Midwestern Monday-Dumbing of Age, Book 1: This Campus is a Friggin' Escher Print
- Roy Hankins
- Sep 18, 2017
- 2 min read
Nothing sucks away all my time and focus like diving headfirst into the archive of a good webcomic. For those of you who don't know, webcomics are exactly what the name implies: comic books published electronically on websites, usually drawn digitally as well. Because many of them started way back in the earlier days of the web, you can watch as the art and writing improves with time in a way that is harder with other mediums. Not only that, but webcomics are also (usually) one-person shows.
Pretty much all of those qualifiers apply to Dumbing of Age, a webcomic that first started in 2010. This wasn't the author's first rodeo, however. David M. Willis is also the creator of the Walkiverse, a series of web comics that shared a universe that started with It's Walky and ran all the way until Shortpacked. What makes Dumbing of Age so fascinating is that it's a more realistic AU of the Walkiverse.

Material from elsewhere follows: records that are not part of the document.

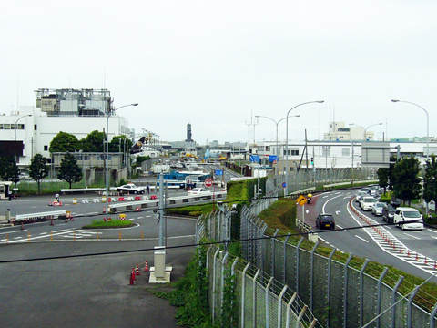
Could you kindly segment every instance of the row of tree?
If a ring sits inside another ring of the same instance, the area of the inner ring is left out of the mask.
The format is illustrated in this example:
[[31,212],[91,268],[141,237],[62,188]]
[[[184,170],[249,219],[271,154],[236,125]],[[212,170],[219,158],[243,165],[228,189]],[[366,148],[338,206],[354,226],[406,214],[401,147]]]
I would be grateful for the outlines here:
[[[380,186],[392,190],[394,197],[410,205],[421,196],[426,202],[437,202],[437,162],[432,155],[423,166],[414,157],[391,158],[389,168],[378,169]],[[422,173],[422,174],[421,174]],[[421,177],[422,175],[422,177]]]
[[[54,152],[103,152],[106,134],[94,130],[86,138],[77,139],[75,135],[66,132],[59,132],[50,142],[49,151]],[[132,148],[132,141],[126,136],[116,136],[109,142],[109,151],[117,152],[127,145],[128,150]]]
[[[81,150],[82,152],[104,152],[104,141],[106,134],[97,130],[89,133],[86,138],[80,140],[72,134],[59,132],[50,142],[49,151],[66,152],[61,159],[57,178],[69,183],[79,182],[83,177],[82,168],[77,164],[76,157],[72,152]],[[127,149],[132,148],[132,141],[126,136],[116,136],[109,142],[110,152],[118,152],[120,148],[127,146]],[[30,162],[29,178],[38,184],[38,193],[41,191],[41,180],[48,176],[49,168],[46,165],[48,159],[41,154],[36,154]],[[15,158],[13,156],[0,157],[0,179],[3,181],[12,181],[15,184],[20,181],[20,169],[16,165]]]

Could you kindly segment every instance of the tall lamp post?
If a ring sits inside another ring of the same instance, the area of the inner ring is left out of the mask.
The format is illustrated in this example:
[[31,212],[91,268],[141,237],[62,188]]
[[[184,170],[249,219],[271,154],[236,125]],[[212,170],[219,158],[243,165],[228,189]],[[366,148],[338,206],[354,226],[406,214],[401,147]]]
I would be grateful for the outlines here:
[[429,157],[430,157],[430,117],[428,116],[428,112],[426,111],[425,108],[423,108],[422,106],[419,106],[415,103],[412,103],[411,101],[404,101],[404,100],[397,100],[397,99],[391,99],[392,102],[404,102],[407,104],[412,104],[414,106],[417,106],[419,108],[423,109],[423,111],[426,114],[426,161],[428,161]]
[[108,154],[109,154],[109,117],[111,116],[111,112],[115,112],[117,109],[123,108],[125,107],[128,106],[138,106],[138,103],[133,103],[133,104],[127,104],[127,105],[123,105],[120,106],[119,108],[115,108],[114,110],[111,111],[110,108],[107,108],[107,111],[105,112],[105,115],[107,117],[107,147],[105,149],[105,195],[107,197],[106,199],[106,203],[107,203],[107,213],[109,212],[109,201],[108,201],[108,196],[109,196],[109,169],[108,169]]
[[285,130],[285,134],[286,134],[286,137],[285,137],[285,153],[286,153],[286,158],[285,158],[285,194],[284,196],[287,196],[289,194],[289,115],[290,115],[290,112],[291,110],[293,110],[294,108],[300,107],[300,106],[302,106],[302,105],[306,105],[306,104],[313,104],[313,103],[319,103],[319,104],[321,104],[323,103],[325,100],[316,100],[316,101],[308,101],[308,102],[304,102],[304,103],[301,103],[301,104],[299,104],[299,105],[296,105],[295,107],[291,108],[288,112],[287,112],[287,116],[286,116],[286,118],[287,118],[287,128]]
[[[299,118],[300,116],[300,115],[292,115],[289,118]],[[268,118],[268,119],[273,121],[276,124],[276,156],[278,158],[278,165],[279,165],[279,147],[278,147],[278,125],[279,124],[279,122],[283,121],[284,119],[287,119],[287,118],[280,118],[278,122],[271,118],[262,116],[262,115],[255,115],[255,118]],[[279,172],[276,172],[276,173],[278,174]]]
[[15,121],[15,141],[16,141],[16,130],[18,129],[18,127],[16,126],[16,124],[18,123],[18,121],[19,121],[21,118],[26,118],[26,117],[31,117],[31,116],[32,116],[32,114],[22,116],[21,118],[18,118],[18,119]]

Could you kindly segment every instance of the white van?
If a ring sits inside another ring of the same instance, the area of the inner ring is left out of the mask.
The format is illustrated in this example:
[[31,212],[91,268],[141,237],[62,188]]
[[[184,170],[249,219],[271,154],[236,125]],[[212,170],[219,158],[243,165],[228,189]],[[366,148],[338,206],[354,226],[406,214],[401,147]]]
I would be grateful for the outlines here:
[[[409,221],[413,221],[408,223]],[[400,224],[400,222],[404,222]],[[394,211],[393,223],[402,230],[423,230],[422,214],[416,209],[399,207]]]

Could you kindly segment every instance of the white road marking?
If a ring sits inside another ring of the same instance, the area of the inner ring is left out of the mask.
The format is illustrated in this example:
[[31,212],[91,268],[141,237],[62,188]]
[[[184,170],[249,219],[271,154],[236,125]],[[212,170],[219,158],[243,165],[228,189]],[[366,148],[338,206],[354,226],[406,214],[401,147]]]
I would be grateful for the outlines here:
[[415,238],[415,239],[419,239],[419,240],[420,240],[420,238],[419,238],[419,237],[416,237],[416,236],[411,235],[411,234],[409,234],[409,233],[405,233],[405,235],[407,235],[407,236],[410,236],[410,237],[412,237],[412,238]]
[[357,235],[355,235],[355,237],[357,237],[358,239],[361,239],[362,241],[369,242],[369,241],[366,241],[364,238],[361,238],[361,237],[357,236]]

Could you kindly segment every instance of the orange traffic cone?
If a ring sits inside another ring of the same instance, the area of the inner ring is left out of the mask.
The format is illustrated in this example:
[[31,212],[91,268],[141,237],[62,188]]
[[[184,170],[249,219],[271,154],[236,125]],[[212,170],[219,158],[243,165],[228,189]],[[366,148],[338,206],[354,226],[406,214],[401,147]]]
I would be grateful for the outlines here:
[[132,270],[132,272],[130,273],[130,282],[129,284],[131,286],[135,285],[135,273],[134,271]]

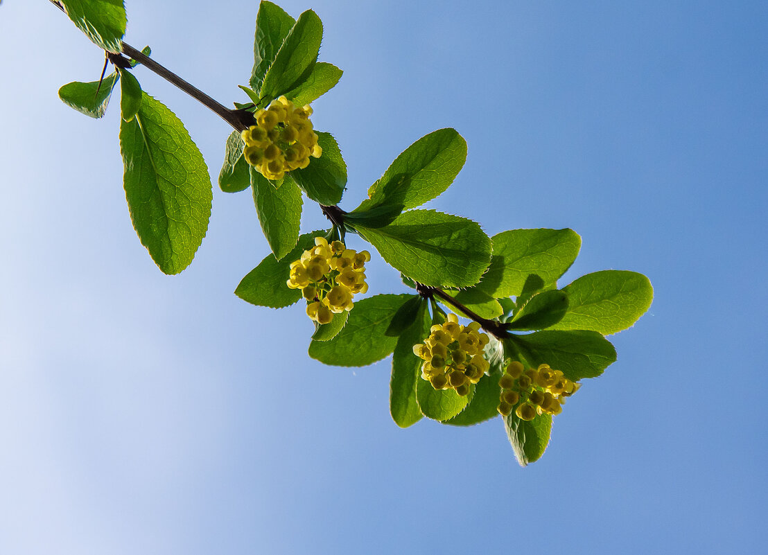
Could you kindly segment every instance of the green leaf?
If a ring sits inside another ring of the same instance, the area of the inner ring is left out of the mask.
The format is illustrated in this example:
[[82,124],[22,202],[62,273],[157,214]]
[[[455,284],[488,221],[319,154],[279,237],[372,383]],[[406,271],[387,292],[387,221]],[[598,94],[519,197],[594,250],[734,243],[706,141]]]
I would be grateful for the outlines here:
[[350,225],[387,263],[425,285],[475,285],[490,262],[488,236],[477,223],[458,216],[410,210],[379,229]]
[[72,22],[100,48],[119,54],[125,35],[123,0],[59,0]]
[[323,23],[317,14],[307,10],[299,16],[266,71],[261,97],[276,98],[306,81],[317,61],[322,41]]
[[374,295],[355,303],[346,325],[330,341],[313,341],[310,356],[335,366],[366,366],[389,355],[397,338],[384,332],[410,295]]
[[[403,306],[409,305],[408,301]],[[420,299],[417,299],[420,300]],[[422,419],[416,401],[416,384],[421,379],[421,358],[413,354],[413,345],[429,335],[429,315],[425,302],[419,302],[416,313],[397,340],[392,355],[392,378],[389,382],[389,412],[400,428],[408,428]]]
[[[143,54],[144,55],[145,55],[147,58],[149,58],[152,55],[152,49],[151,48],[149,48],[149,45],[147,45],[144,48],[141,48],[141,54]],[[141,62],[138,62],[138,61],[136,61],[136,60],[131,59],[131,60],[130,60],[128,61],[128,64],[131,64],[131,68],[135,68],[137,65],[139,65],[141,64]]]
[[548,364],[574,382],[596,378],[616,362],[616,349],[597,332],[548,329],[513,335],[504,342],[507,356],[534,368]]
[[124,121],[131,121],[141,107],[141,85],[131,71],[120,71],[120,114]]
[[120,127],[125,197],[134,228],[163,273],[190,265],[210,217],[210,177],[184,124],[142,93],[141,107]]
[[568,311],[552,329],[589,329],[606,335],[631,327],[654,299],[648,278],[626,270],[589,273],[563,290]]
[[283,46],[296,21],[282,8],[263,0],[256,16],[256,37],[253,41],[253,70],[250,87],[261,90],[264,75],[275,61],[277,51]]
[[98,81],[68,83],[58,90],[58,97],[81,114],[98,119],[104,116],[117,82],[118,74],[113,73],[101,83]]
[[[250,185],[259,223],[278,259],[296,246],[301,223],[301,190],[287,175],[277,189],[250,167]],[[288,279],[287,277],[286,278]]]
[[421,296],[412,296],[392,316],[389,327],[384,332],[384,335],[389,337],[397,337],[411,327],[415,321],[417,315],[425,306],[425,299],[422,299]]
[[563,291],[545,291],[534,296],[515,315],[508,329],[534,330],[548,328],[563,319],[568,309],[568,296]]
[[[498,301],[475,287],[471,287],[461,291],[446,291],[445,292],[481,318],[495,318],[496,316],[502,315],[504,312],[502,305],[499,304]],[[468,314],[465,314],[453,305],[446,303],[441,299],[438,299],[437,300],[457,314],[466,318],[472,318]]]
[[248,163],[243,156],[244,144],[239,131],[232,131],[224,147],[224,164],[219,173],[219,187],[224,193],[239,193],[250,187]]
[[355,211],[382,205],[415,208],[448,189],[466,159],[467,143],[456,130],[433,131],[397,157]]
[[346,164],[331,134],[320,132],[317,137],[323,154],[319,158],[311,158],[306,167],[293,170],[290,177],[308,198],[326,206],[333,206],[341,200],[346,187]]
[[545,285],[554,283],[567,270],[581,246],[572,230],[512,230],[495,235],[493,259],[478,287],[488,295],[520,295],[530,274]]
[[344,311],[339,314],[334,314],[333,319],[327,324],[318,324],[315,332],[312,334],[313,341],[328,341],[333,339],[339,335],[346,323],[349,312]]
[[421,377],[421,372],[416,380],[416,400],[422,414],[440,422],[450,420],[463,411],[474,390],[475,386],[472,385],[469,395],[462,396],[453,389],[435,389]]
[[324,236],[325,231],[313,231],[299,237],[293,249],[282,259],[268,254],[259,266],[243,278],[235,295],[247,302],[258,306],[281,309],[290,306],[301,299],[300,289],[292,289],[286,285],[290,273],[290,264],[298,260],[302,253],[315,245],[315,237]]
[[544,414],[526,421],[518,418],[513,410],[509,416],[504,418],[504,427],[515,456],[520,466],[524,467],[538,461],[546,451],[552,430],[552,416]]
[[319,61],[312,68],[306,81],[286,92],[286,97],[296,106],[311,104],[336,87],[343,73],[333,64]]

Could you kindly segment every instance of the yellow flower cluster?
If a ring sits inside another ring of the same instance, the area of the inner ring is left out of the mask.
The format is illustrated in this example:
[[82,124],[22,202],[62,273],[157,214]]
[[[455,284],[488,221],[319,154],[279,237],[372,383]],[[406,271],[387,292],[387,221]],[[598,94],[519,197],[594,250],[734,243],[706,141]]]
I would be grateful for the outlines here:
[[286,171],[305,168],[310,156],[319,158],[323,154],[309,104],[297,108],[282,96],[253,115],[257,124],[242,134],[243,155],[266,179],[281,179]]
[[413,345],[413,352],[424,360],[422,378],[435,389],[455,389],[460,395],[469,393],[490,365],[483,355],[488,335],[479,333],[480,324],[458,323],[455,314],[449,314],[442,325],[435,324],[423,343]]
[[549,365],[525,369],[517,361],[507,362],[504,375],[498,381],[502,388],[498,411],[508,416],[521,399],[515,414],[521,420],[533,420],[539,415],[559,415],[565,398],[575,393],[581,384],[571,382],[560,370]]
[[355,293],[368,291],[365,264],[370,259],[367,250],[358,253],[341,241],[329,244],[324,237],[315,237],[315,246],[291,263],[288,286],[301,289],[311,319],[327,324],[334,314],[352,310]]

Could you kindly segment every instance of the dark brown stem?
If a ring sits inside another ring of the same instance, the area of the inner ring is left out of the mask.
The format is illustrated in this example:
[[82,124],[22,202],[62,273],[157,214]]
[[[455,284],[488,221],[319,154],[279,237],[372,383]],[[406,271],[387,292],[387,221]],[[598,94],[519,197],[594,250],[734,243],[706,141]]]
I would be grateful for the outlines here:
[[489,320],[487,318],[483,318],[474,311],[468,309],[439,287],[430,287],[429,286],[419,284],[417,290],[422,296],[439,297],[448,304],[458,309],[458,310],[468,317],[480,324],[483,329],[495,337],[497,339],[505,339],[509,337],[509,332],[507,331],[506,326],[505,326],[505,325],[501,322],[496,322],[495,320]]
[[125,42],[123,43],[123,53],[131,59],[136,60],[136,61],[145,66],[147,69],[163,78],[172,85],[187,93],[214,114],[218,114],[221,119],[234,127],[236,130],[242,131],[247,129],[250,125],[253,125],[253,115],[250,112],[245,110],[230,110],[219,104],[197,87],[190,84],[151,58],[145,56],[131,45]]

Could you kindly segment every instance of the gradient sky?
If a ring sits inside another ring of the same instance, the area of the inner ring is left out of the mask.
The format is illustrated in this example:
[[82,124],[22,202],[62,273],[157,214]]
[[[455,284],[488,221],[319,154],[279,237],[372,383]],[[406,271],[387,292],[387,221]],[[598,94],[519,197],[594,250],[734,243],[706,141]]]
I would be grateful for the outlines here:
[[[224,104],[257,2],[127,0],[126,41]],[[435,129],[467,140],[432,208],[489,234],[571,227],[561,280],[647,274],[618,362],[521,468],[499,419],[389,415],[389,362],[308,358],[311,323],[233,295],[268,253],[214,190],[192,266],[162,275],[125,206],[116,95],[58,88],[103,55],[47,0],[0,6],[0,553],[756,553],[766,515],[765,2],[285,0],[344,70],[314,104],[351,209]],[[214,179],[230,130],[147,70]],[[303,229],[325,226],[305,204]],[[352,248],[364,248],[351,242]],[[371,293],[400,292],[375,257]]]

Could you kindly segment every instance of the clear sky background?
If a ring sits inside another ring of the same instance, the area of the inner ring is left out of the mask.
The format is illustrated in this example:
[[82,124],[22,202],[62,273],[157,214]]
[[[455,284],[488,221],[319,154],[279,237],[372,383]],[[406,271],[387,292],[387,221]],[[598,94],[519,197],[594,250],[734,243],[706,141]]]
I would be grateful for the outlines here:
[[[244,101],[257,3],[127,0],[126,41]],[[180,276],[137,239],[119,109],[58,88],[103,55],[47,0],[0,6],[0,553],[756,553],[766,517],[765,2],[283,0],[344,70],[315,104],[351,209],[411,143],[455,127],[431,207],[489,234],[571,227],[561,281],[647,274],[618,361],[515,462],[499,419],[389,415],[389,362],[308,358],[298,306],[232,293],[269,251],[248,192],[214,190]],[[146,69],[220,167],[226,124]],[[305,205],[303,229],[325,226]],[[352,242],[352,247],[364,248]],[[371,293],[401,292],[377,258]]]

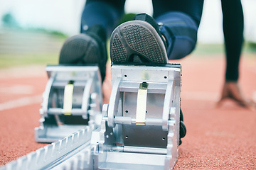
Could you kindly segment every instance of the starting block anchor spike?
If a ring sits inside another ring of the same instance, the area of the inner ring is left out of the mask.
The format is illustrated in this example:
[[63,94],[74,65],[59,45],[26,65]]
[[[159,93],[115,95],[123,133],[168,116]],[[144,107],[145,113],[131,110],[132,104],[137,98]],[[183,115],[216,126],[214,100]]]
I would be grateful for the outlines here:
[[139,84],[136,111],[136,125],[145,125],[148,86],[149,84],[146,82]]

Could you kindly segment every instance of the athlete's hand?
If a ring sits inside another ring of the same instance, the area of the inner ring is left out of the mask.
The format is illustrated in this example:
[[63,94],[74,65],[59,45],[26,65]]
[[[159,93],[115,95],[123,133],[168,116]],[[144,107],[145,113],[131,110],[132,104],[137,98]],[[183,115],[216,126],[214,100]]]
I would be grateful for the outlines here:
[[227,98],[234,101],[242,107],[252,110],[256,108],[256,103],[255,102],[243,96],[237,81],[225,82],[221,97],[217,103],[217,106],[220,106],[223,101]]

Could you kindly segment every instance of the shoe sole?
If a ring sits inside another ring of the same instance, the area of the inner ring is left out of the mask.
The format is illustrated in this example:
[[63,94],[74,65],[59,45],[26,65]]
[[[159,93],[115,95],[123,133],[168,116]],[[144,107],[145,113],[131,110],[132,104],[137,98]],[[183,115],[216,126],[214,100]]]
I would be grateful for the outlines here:
[[60,54],[60,64],[99,63],[99,46],[90,36],[79,34],[65,42]]
[[147,62],[168,63],[163,40],[153,26],[146,21],[126,22],[111,35],[110,58],[112,62],[131,62],[134,55]]

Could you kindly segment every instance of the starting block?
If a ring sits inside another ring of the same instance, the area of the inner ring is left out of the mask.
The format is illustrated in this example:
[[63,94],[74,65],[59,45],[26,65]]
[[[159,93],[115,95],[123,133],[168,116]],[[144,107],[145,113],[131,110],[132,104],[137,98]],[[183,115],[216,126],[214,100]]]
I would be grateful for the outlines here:
[[48,81],[39,110],[35,140],[53,142],[86,129],[88,135],[102,119],[102,81],[97,66],[48,66]]
[[179,144],[181,65],[114,64],[111,73],[110,103],[92,135],[90,169],[171,169]]

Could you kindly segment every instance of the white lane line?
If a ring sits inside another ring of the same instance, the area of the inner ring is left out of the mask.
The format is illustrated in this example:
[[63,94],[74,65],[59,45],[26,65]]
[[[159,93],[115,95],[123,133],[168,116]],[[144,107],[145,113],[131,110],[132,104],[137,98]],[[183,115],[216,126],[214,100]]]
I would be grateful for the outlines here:
[[31,85],[14,85],[9,87],[0,87],[0,94],[31,94],[34,88]]
[[40,103],[42,102],[42,96],[35,96],[32,97],[24,97],[16,100],[6,101],[0,103],[0,111],[7,109],[16,108],[18,107],[29,106],[34,103]]
[[181,98],[191,101],[218,101],[220,94],[207,91],[182,91]]

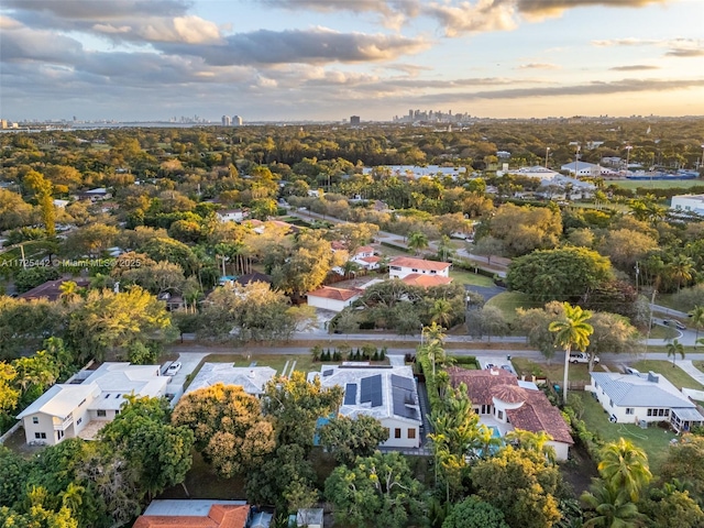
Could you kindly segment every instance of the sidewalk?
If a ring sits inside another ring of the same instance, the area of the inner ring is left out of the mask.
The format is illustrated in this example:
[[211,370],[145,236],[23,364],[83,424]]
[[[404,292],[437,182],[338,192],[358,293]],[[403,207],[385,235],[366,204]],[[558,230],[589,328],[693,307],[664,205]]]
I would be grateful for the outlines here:
[[704,372],[700,371],[691,360],[678,361],[676,365],[686,372],[690,376],[696,380],[698,383],[704,385]]

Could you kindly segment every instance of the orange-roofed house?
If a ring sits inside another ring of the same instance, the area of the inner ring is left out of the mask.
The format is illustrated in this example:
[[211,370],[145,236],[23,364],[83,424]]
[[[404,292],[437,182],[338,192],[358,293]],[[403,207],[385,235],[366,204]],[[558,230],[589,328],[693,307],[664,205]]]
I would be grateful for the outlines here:
[[249,520],[242,501],[154,501],[133,528],[245,528]]
[[410,286],[421,286],[424,288],[431,288],[433,286],[442,286],[443,284],[450,284],[452,277],[443,277],[441,275],[421,275],[420,273],[411,273],[406,275],[402,280]]
[[308,293],[308,306],[322,308],[323,310],[342,311],[359,299],[361,295],[362,292],[359,289],[322,286],[315,292]]
[[449,262],[426,261],[411,256],[397,256],[388,263],[389,278],[404,278],[410,274],[430,275],[439,277],[450,276]]

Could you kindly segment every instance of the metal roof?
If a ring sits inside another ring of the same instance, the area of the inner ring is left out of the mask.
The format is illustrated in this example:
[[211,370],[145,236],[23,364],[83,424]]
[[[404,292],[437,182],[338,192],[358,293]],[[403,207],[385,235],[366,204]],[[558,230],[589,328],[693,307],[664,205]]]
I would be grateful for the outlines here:
[[648,374],[592,372],[592,380],[619,407],[695,408],[664,376],[657,376],[654,381]]

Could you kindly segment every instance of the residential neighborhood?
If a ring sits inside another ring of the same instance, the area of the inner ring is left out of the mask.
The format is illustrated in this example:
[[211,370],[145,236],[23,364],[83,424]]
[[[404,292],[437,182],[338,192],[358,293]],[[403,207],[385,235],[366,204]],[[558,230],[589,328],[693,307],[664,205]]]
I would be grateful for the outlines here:
[[3,526],[704,526],[701,160],[641,124],[0,135]]

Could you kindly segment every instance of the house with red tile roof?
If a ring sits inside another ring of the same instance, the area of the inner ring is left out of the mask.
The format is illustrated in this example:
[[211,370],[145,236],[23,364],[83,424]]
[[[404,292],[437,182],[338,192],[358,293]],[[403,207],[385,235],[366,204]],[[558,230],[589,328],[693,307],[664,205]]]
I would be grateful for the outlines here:
[[440,275],[421,275],[420,273],[411,273],[406,275],[402,280],[410,286],[421,286],[424,288],[431,288],[433,286],[442,286],[443,284],[450,284],[452,277],[443,277]]
[[249,520],[241,501],[154,501],[133,528],[245,528]]
[[410,274],[431,275],[440,277],[450,276],[449,262],[426,261],[411,256],[397,256],[388,263],[389,278],[404,278]]
[[333,288],[332,286],[321,286],[315,292],[308,293],[308,306],[322,308],[331,311],[342,311],[356,299],[362,292],[354,289]]
[[498,430],[502,436],[514,429],[530,432],[544,431],[552,440],[558,460],[568,460],[574,440],[560,410],[542,391],[530,382],[519,381],[503,369],[469,371],[448,369],[453,387],[466,385],[472,407],[480,415],[480,422]]

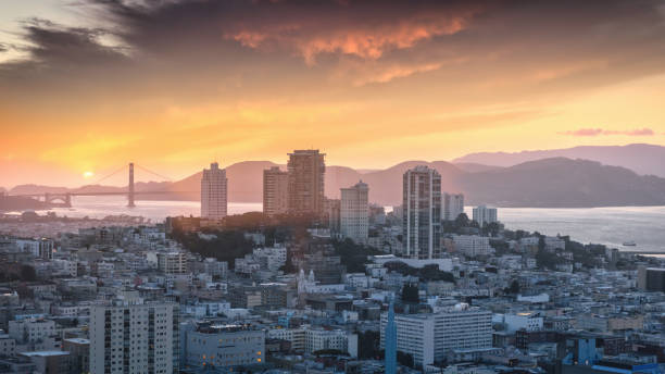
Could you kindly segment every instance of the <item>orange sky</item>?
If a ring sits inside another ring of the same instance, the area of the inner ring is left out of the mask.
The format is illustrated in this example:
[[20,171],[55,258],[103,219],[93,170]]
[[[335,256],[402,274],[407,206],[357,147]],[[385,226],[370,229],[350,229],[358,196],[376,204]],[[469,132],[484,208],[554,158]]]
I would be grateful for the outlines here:
[[0,186],[665,145],[665,11],[632,3],[3,3]]

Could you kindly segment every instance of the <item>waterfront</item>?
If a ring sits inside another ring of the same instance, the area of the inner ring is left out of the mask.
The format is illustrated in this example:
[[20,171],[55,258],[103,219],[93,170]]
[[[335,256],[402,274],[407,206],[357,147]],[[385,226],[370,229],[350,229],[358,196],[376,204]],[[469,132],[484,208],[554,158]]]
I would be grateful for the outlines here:
[[[140,215],[161,222],[168,215],[199,215],[198,201],[137,202],[127,208],[124,197],[76,197],[74,208],[51,210],[58,215],[102,219],[106,215]],[[261,211],[260,202],[231,202],[230,214]],[[388,209],[389,210],[389,209]],[[46,214],[47,211],[38,211]],[[466,208],[470,217],[470,207]],[[665,252],[665,207],[614,207],[580,209],[499,208],[499,220],[510,229],[525,229],[545,235],[569,235],[581,242],[603,244],[630,251]],[[624,247],[635,240],[636,247]]]

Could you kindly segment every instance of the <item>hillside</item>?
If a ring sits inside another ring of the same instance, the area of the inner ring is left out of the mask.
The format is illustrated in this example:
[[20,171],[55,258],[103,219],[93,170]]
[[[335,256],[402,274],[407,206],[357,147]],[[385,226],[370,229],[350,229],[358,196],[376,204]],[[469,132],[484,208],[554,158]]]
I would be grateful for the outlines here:
[[453,160],[453,163],[478,163],[492,166],[513,166],[549,158],[598,161],[605,165],[623,166],[641,175],[665,177],[665,147],[635,144],[628,146],[581,146],[564,149],[523,152],[479,152]]
[[[665,204],[665,179],[641,176],[619,166],[595,161],[550,158],[510,167],[478,164],[454,165],[444,161],[406,161],[381,171],[360,173],[346,166],[326,167],[326,196],[339,198],[339,189],[360,179],[369,186],[369,200],[393,205],[401,203],[402,175],[416,165],[435,167],[441,174],[442,190],[464,192],[467,204],[498,207],[610,207]],[[246,161],[226,167],[229,201],[261,202],[263,171],[280,166],[268,161]],[[198,200],[201,172],[174,183],[137,183],[136,190],[168,190],[173,195],[141,196],[140,199]],[[63,191],[62,187],[24,185],[18,191]],[[84,186],[71,191],[124,191],[125,187]],[[176,192],[179,191],[179,192]]]

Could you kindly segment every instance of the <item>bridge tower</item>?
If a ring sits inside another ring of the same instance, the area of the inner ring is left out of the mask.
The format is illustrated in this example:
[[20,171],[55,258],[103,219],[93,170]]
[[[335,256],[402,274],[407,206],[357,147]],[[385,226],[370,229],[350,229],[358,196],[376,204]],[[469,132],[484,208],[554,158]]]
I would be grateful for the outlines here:
[[134,208],[134,162],[129,163],[129,185],[127,186],[127,207]]

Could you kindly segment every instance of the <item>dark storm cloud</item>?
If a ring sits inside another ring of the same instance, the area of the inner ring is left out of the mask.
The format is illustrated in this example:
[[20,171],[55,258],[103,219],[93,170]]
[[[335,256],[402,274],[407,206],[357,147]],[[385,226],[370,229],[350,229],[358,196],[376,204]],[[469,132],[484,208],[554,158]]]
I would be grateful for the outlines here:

What that means is that Dumbing of Age took the characters from all the other series and set them in the same place, at a state college. Where the Walkiverse was full of silly science fiction, Dumbing of Age is mostly realistic, a slice of life story about these people and their lives. Because the situations for these existing characters is very different from their original works, they end up forming completely different relationships with each other was well.
The cast here is frankly enormous, but before the end of the first book you get a good handle on them. While a few of the main characters are less interesting than the rest (lookin' at you, Danny), the book still has one of the best ensemble casts I've ever seen.
It's also frequently hilarious, with most of the humor coming from maturity-inept silly boy Walky, though Joyce the nicest Christian in the multiverse brings her share of laughs too. Honestly, I find it difficult to talk about just this first book, which ends with one of the main character getting some hardcore trauma.
The series has the general formatting of a newspaper comic strip, in that it's usually horizontally formatted and leads up to a joke (again, usually). But the comics move from one to another smoothly, giving the series a unique form of pacing that only works in Webcomics.
If you're not a fan of interpersonal character fluff, drama, and jokes than this won't be for you, because that's basically the entire thing. But if you love Slice of Life anime, sitcoms, or just want to read something that feels unlike anything you've tried before, I'd heavily recommend starting Dumbing of Age from the beginning here or buying the first book of it here.